Acht Tafeln und eine. Oder eine und acht. Das stimmt, und zwar nicht zufällig, genau mit der Zahl überein, die Johannes der Evangelist dem Tier zuschreibt: die 666.«
Corso sah, wie der Antiquar niederkniete und mit einem Stück Kreide Ziffern auf den schwarzen Marmorfußboden schrieb:
Danach richtete er sich wieder auf und sah Corso triumphierend an. Einen Moment lang fiel der Schein der Kerzen in seine Augen. Die Pupillen waren unnatürlich geweitet. Wahrscheinlich hatte er mit der dunklen Flüssigkeit irgendeine Droge genommen. Die Farbe seiner Iris war nicht mehr zu erkennen, sie war völlig schwarz, und das Weiße seiner Augen hatte den rötlichen Schimmer der Kerzen angenommen.
»Neun Bildtafeln oder neun Pforten.« Jetzt war sein Gesicht wieder eine einzige dunkle Maske. »Die sich nicht jedem öffnen ...Zu jeder Pforte gehören zwei Schlüssel. Aus jeder Bildtafel läßt sich eine Nummer, ein magisches Element und ein Schlüsselwort ablesen, wenn man sie im Lichte der Vernunft studiert, der Kabbala, der okkulten Wissenschaft, der echten Philosophie . Wenn man sich des Lateinischen und seiner Bezüge zum Griechischen und Hebräischen bedient.«
Er zeigte Corso ein Blatt Papier mit seltsamen Wörtern und Chiffren. »Hier, lesen Sie, wenn Sie möchten. Obwohl Sie das wahrscheinlich nie verstehen werden.«
Auf seiner Stirn und um seine Mundwinkel herum bildeten sich Schweißperlen, als würden auch im Inneren seines Körpers Kerzen brennen. Nun begann er langsam und vorsichtig, um den Kreis herumzugehen. Dabei blieb er ein paarmal stehen und bückte sich, um einzelne Gegenstände leicht zu verrücken: das rostige Messer, das Drachenarmband. »Die Elemente mußt du im Sinn der aufgehenden Sonne auf die Haut der Schlange legen«, rezitierte er und fuhr dabei den Kreidekreis mit dem Finger nach, ohne ihn zu berühren. »Ich lege die neun Elemente um den Kreis herum, und zwar im Sinn der aufgehenden Sonne: von rechts nach links.«
Corso machte einen Schritt auf ihn zu. »Ich will mein Geld. Wie oft muß ich Ihnen das noch sagen.«
Varo Borja reagierte nicht. Er hatte ihm den Rücken zugedreht und deutete auf das Quadrat, das in den Kreis eingezeichnet war. »Die Schlange wird das Zeichen des Saturn verschlingen .Das Zeichen des Saturn ist das einfachste und älteste der magischen Quadrate: Die Zahlen von eins bis neun werden auf neun Kästchen verteilt, und zwar derart, daß sie vertikal, horizontal und diagonal addiert immer dieselbe Summe ergeben.«
Borja ging in die Hocke und zeichnete die neun Zahlen mit Kreide in das Quadrat ein.

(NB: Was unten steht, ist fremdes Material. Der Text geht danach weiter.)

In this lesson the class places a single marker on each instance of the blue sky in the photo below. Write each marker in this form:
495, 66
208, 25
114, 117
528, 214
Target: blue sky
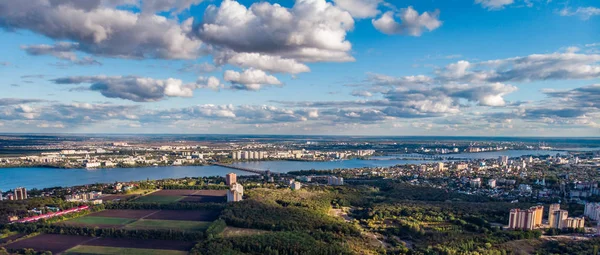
368, 67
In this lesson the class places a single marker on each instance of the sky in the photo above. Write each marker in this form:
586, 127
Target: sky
340, 67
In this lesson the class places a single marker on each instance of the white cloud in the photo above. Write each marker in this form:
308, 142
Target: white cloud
310, 31
267, 63
360, 8
411, 23
61, 50
199, 68
250, 79
212, 83
584, 13
361, 93
133, 88
494, 4
101, 30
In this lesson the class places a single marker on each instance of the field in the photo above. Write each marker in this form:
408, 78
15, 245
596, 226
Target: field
158, 199
103, 250
97, 245
52, 243
128, 214
193, 220
99, 221
169, 224
172, 196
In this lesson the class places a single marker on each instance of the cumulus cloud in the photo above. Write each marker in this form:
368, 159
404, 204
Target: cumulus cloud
18, 101
310, 31
361, 93
275, 64
199, 68
360, 8
101, 30
212, 83
154, 6
133, 88
61, 50
554, 66
494, 4
250, 79
411, 23
584, 13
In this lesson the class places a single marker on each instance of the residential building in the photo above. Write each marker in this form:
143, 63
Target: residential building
20, 193
296, 185
553, 208
440, 166
235, 193
230, 179
503, 160
335, 181
592, 211
539, 213
492, 183
522, 219
475, 183
577, 222
559, 219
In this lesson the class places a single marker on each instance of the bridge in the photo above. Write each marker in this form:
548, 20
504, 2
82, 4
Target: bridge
250, 170
429, 157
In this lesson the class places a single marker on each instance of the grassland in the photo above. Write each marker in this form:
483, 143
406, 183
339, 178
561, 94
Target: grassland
158, 199
169, 224
87, 249
96, 220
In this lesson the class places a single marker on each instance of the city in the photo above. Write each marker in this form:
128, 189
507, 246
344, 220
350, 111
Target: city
293, 127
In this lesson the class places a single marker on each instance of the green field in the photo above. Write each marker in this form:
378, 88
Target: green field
87, 249
158, 199
169, 224
94, 220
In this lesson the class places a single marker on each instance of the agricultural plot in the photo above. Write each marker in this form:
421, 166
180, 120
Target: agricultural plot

Der Bücherjäger machte noch einen Schritt nach vorn und trat dabei auf ein Blatt, das mit Zahlen übersät war.
Auf dem versengten Titelblatt eines De occulta Philosophia von Agrippa von Nettesheim erlosch knisternd der Rest einer Kerze. Varo Borja war immer noch auf den Kreidekreis und das Quadrat konzentriert. Er betrachtete beide angespannt, mit vor der Brust verschränkten Armen und gesenktem Kinn, wie ein Spieler, der sich seinen nächsten Zug auf einem seltsamen Schachbrett überlegt.